The U.S. Supreme Court has decided to hear Massachusetts v. EPA, a challenge by some states in federal court to force the EPA to regulate carbon dioxide even absent specific instructions to do so from Congress. This case is related to the non-delegation doctrine, the origins of which I have written about in a paper. However, the non-delegation doctrine will probably not be reached since the EPA (which like other regulatatory agencies and the Justice Department hates the doctrine, as it enforces democratic oversight) is defending the case. Thus the EPA and its opponents are staking out their arguments around the issue of whether EPA must regulate carbon dioxide, not around the issue of whether it can. Under the non-delegation doctrine as Madison and most other Founders understood it, and as it was understood by the Supreme Court until the late 1930s, the EPA should not be able to regulate carbon dioxide even if it wanted to, absent specific instructions from Congress to do so.

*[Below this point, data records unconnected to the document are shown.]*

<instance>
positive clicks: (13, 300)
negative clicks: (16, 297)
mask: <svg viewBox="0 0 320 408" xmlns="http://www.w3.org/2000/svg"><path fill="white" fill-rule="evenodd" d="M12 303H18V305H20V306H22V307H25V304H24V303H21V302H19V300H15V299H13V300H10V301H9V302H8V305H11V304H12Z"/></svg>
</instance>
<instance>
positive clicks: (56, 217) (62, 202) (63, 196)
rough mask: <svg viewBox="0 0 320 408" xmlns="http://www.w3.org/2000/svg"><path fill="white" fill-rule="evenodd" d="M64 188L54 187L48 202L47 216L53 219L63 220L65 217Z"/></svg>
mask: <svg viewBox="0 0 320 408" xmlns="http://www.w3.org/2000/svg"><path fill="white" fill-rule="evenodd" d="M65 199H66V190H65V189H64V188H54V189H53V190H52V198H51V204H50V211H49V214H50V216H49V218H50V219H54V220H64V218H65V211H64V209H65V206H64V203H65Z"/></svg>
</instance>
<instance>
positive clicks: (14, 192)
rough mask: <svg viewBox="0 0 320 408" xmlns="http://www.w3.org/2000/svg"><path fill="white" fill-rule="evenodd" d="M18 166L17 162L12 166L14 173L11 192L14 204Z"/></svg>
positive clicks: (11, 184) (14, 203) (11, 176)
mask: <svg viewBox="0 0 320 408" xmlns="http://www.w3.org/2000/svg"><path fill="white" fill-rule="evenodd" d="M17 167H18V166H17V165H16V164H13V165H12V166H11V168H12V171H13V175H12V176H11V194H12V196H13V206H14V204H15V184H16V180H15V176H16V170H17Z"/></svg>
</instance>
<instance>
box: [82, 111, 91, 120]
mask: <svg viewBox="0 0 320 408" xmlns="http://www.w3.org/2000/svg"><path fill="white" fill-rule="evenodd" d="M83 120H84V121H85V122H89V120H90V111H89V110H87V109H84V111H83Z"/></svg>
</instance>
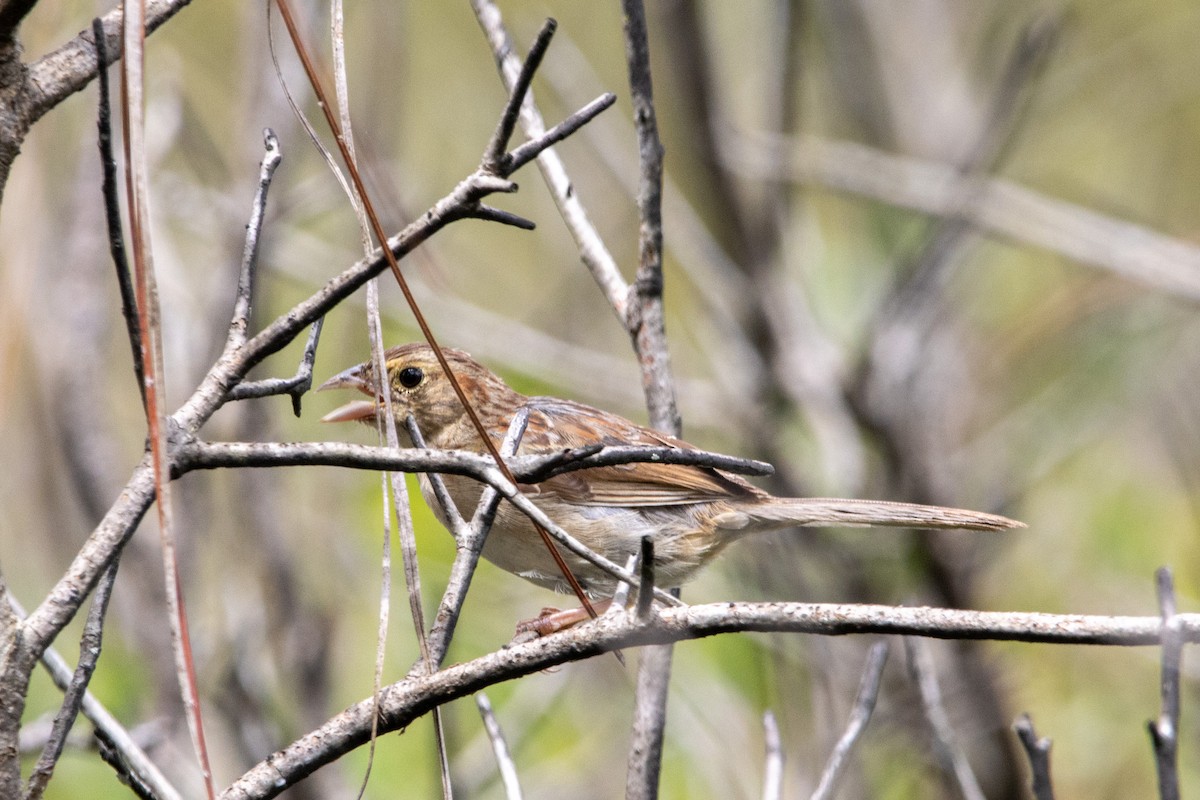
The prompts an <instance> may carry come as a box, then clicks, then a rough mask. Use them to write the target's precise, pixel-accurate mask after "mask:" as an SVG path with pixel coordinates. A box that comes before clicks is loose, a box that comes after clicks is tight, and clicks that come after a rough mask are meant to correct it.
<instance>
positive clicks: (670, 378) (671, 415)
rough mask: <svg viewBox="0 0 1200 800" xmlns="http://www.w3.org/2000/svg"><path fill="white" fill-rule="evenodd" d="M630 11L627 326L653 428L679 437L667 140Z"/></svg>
mask: <svg viewBox="0 0 1200 800" xmlns="http://www.w3.org/2000/svg"><path fill="white" fill-rule="evenodd" d="M622 8H623V10H624V13H625V61H626V64H628V66H629V88H630V92H631V96H632V97H631V98H632V101H634V127H635V130H636V131H637V152H638V164H640V167H641V172H640V179H638V184H637V212H638V218H640V222H641V224H640V227H638V243H637V254H638V266H637V279H636V281H635V282H634V287H632V289H631V296H630V300H629V303H628V306H626V313H625V329H626V330H628V331H629V335H630V336H631V337H632V339H634V350H635V351H636V353H637V359H638V363H640V365H641V367H642V389H643V391H644V392H646V405H647V410H648V411H649V415H650V427H653V428H658V429H659V431H662V432H665V433H670V434H671V435H676V437H678V435H679V434H680V432H682V429H683V422H682V420H680V419H679V409H678V408H677V405H676V395H674V384H673V383H672V380H671V359H670V354H668V351H667V342H666V329H665V321H664V311H662V143H661V142H660V140H659V126H658V120H656V116H655V113H654V90H653V86H652V80H650V49H649V38H648V35H647V31H646V10H644V8H643V7H642V1H641V0H623V2H622Z"/></svg>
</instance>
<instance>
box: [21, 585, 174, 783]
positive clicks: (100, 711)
mask: <svg viewBox="0 0 1200 800" xmlns="http://www.w3.org/2000/svg"><path fill="white" fill-rule="evenodd" d="M2 589H4V588H2V585H0V593H2ZM0 608H2V609H4V612H2V613H5V614H8V615H12V616H13V618H23V616H24V610H23V609H22V608H20V607H19V604H18V603H17V602H16V599H13V597H12V596H11V595H7V594H6V593H2V594H0ZM42 666H43V667H44V668H46V672H47V673H49V675H50V680H52V681H54V685H55V686H58V687H59V690H61V691H62V692H67V691H70V688H71V686H72V681H73V680H74V670H72V669H71V667H70V666H67V662H66V660H65V658H62V656H60V655H59V652H58V650H55V649H54V648H47V649H46V651H44V652H43V654H42ZM79 710H80V711H82V712H83V715H84V716H85V717H86V718H88V721H89V722H91V724H92V726H95V728H96V738H97V739H100V741H101V747H102V752H103V748H106V747H107V748H108V753H109V754H108V756H106V758H108V759H109V762H110V763H113V764H114V766H115V768H116V770H118V772H119V774H120V775H121V776H122V778H124V780H126V781H128V782H130V783H131V786H132V787H134V789H136V792H137V793H138V795H139V796H150V798H155V799H156V800H181V798H182V795H181V794H180V793H179V792H178V790H176V789H175V787H173V786H172V784H170V782H169V781H167V778H166V777H164V776H163V775H162V772H161V771H160V770H158V766H157V765H156V764H155V763H154V760H151V759H150V757H149V756H148V754H146V753H145V751H144V750H142V747H140V746H139V745H138V742H137V741H134V739H133V736H132V735H130V732H128V730H126V729H125V728H124V727H122V726H121V723H120V722H118V721H116V717H114V716H113V715H112V714H110V712H109V711H108V709H107V708H104V705H103V704H101V702H100V700H97V699H96V697H95V696H94V694H92V693H91V692H89V691H86V690H84V692H83V697H82V699H80V702H79Z"/></svg>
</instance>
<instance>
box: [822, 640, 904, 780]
mask: <svg viewBox="0 0 1200 800" xmlns="http://www.w3.org/2000/svg"><path fill="white" fill-rule="evenodd" d="M887 660H888V643H887V642H876V643H875V644H874V645H871V650H870V652H869V654H868V655H866V664H865V666H864V667H863V676H862V679H860V680H859V682H858V696H857V697H856V698H854V708H853V710H852V711H851V714H850V723H848V724H847V726H846V730H845V733H842V734H841V739H839V740H838V744H836V745H834V748H833V752H832V753H829V760H827V762H826V768H824V771H823V772H821V781H820V783H817V788H816V792H814V793H812V800H832V798H833V796H834V792H836V789H838V782H839V781H840V780H841V776H842V775H844V774H845V770H846V764H847V763H848V762H850V754H851V752H852V751H853V750H854V745H857V744H858V740H859V738H860V736H862V735H863V732H864V730H866V723H868V722H870V720H871V714H872V712H874V711H875V700H876V699H878V697H880V686H881V684H882V680H883V667H884V664H886V663H887Z"/></svg>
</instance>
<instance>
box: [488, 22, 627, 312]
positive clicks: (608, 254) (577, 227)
mask: <svg viewBox="0 0 1200 800" xmlns="http://www.w3.org/2000/svg"><path fill="white" fill-rule="evenodd" d="M470 6H472V8H473V10H474V11H475V18H476V19H478V20H479V25H480V28H482V29H484V34H485V35H486V36H487V43H488V46H491V48H492V55H493V56H494V58H496V64H497V66H498V67H499V70H500V79H502V80H503V82H504V85H505V88H508V89H509V91H510V92H511V91H512V88H514V86H515V85H516V82H517V77H518V74H520V72H521V60H520V59H518V58H517V55H516V49H515V48H514V46H512V40H511V38H510V37H509V34H508V30H505V28H504V20H503V19H502V17H500V10H499V7H498V6H497V5H496V4H494V2H492V1H491V0H472V4H470ZM521 126H522V127H523V128H524V132H526V136H528V137H529V138H530V139H536V138H538V137H541V136H544V134H545V133H546V124H545V121H544V120H542V118H541V113H540V112H539V110H538V106H536V103H535V102H534V98H533V92H532V91H528V92H526V100H524V102H523V103H522V106H521ZM538 168H539V169H540V170H541V176H542V179H544V180H545V181H546V186H547V188H550V193H551V196H552V197H553V198H554V204H556V205H557V206H558V212H559V213H560V215H562V216H563V221H564V222H565V223H566V228H568V230H569V231H570V233H571V236H572V237H574V239H575V243H576V246H577V247H578V249H580V258H581V259H582V260H583V265H584V266H587V269H588V271H589V272H592V277H593V278H595V281H596V283H598V284H599V285H600V290H601V291H602V293H604V295H605V299H606V300H607V301H608V305H610V306H611V307H612V309H613V312H614V313H616V314H617V318H618V319H619V320H620V321H622V324H623V325H624V323H625V306H626V302H628V300H629V284H628V283H626V282H625V278H623V277H622V275H620V267H618V266H617V261H616V260H614V259H613V257H612V253H610V252H608V248H607V247H605V243H604V240H601V239H600V233H599V231H598V230H596V229H595V225H594V224H592V221H590V219H589V218H588V212H587V210H586V209H584V207H583V203H582V201H581V200H580V198H578V193H577V192H576V191H575V187H574V186H572V184H571V179H570V178H569V176H568V174H566V168H565V167H564V166H563V161H562V160H560V158H559V157H558V154H557V152H556V151H554V150H545V151H542V152H541V154H540V155H539V156H538Z"/></svg>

Despite the EPA not having properly raised the non-delegation issue, it is highly likely that several court conservatives wish the EPA would raise it, and possibly might raise it themselves, although normally they are loathe to raise issues that the parties have not properly raised. Indeed, the Court (with the concurrence of all the conservative justices) recently dismissed a case because the party based its Supreme Court appeal around an issue that it had not properly raised in the lower courts. However it's possible that an argument of the auto industry intervenors could be construed as properly raising the non-delegation issue, although their argument is fairly narrow: that Congress has already delegated authority over carbon dioxide to a different agency.
The state challenge to the EPA was rejected at the circuit court level and has very little chance of succeeding at the Supreme Court, but it will be interesting to hear the various reasons the justices will give for rejecting it.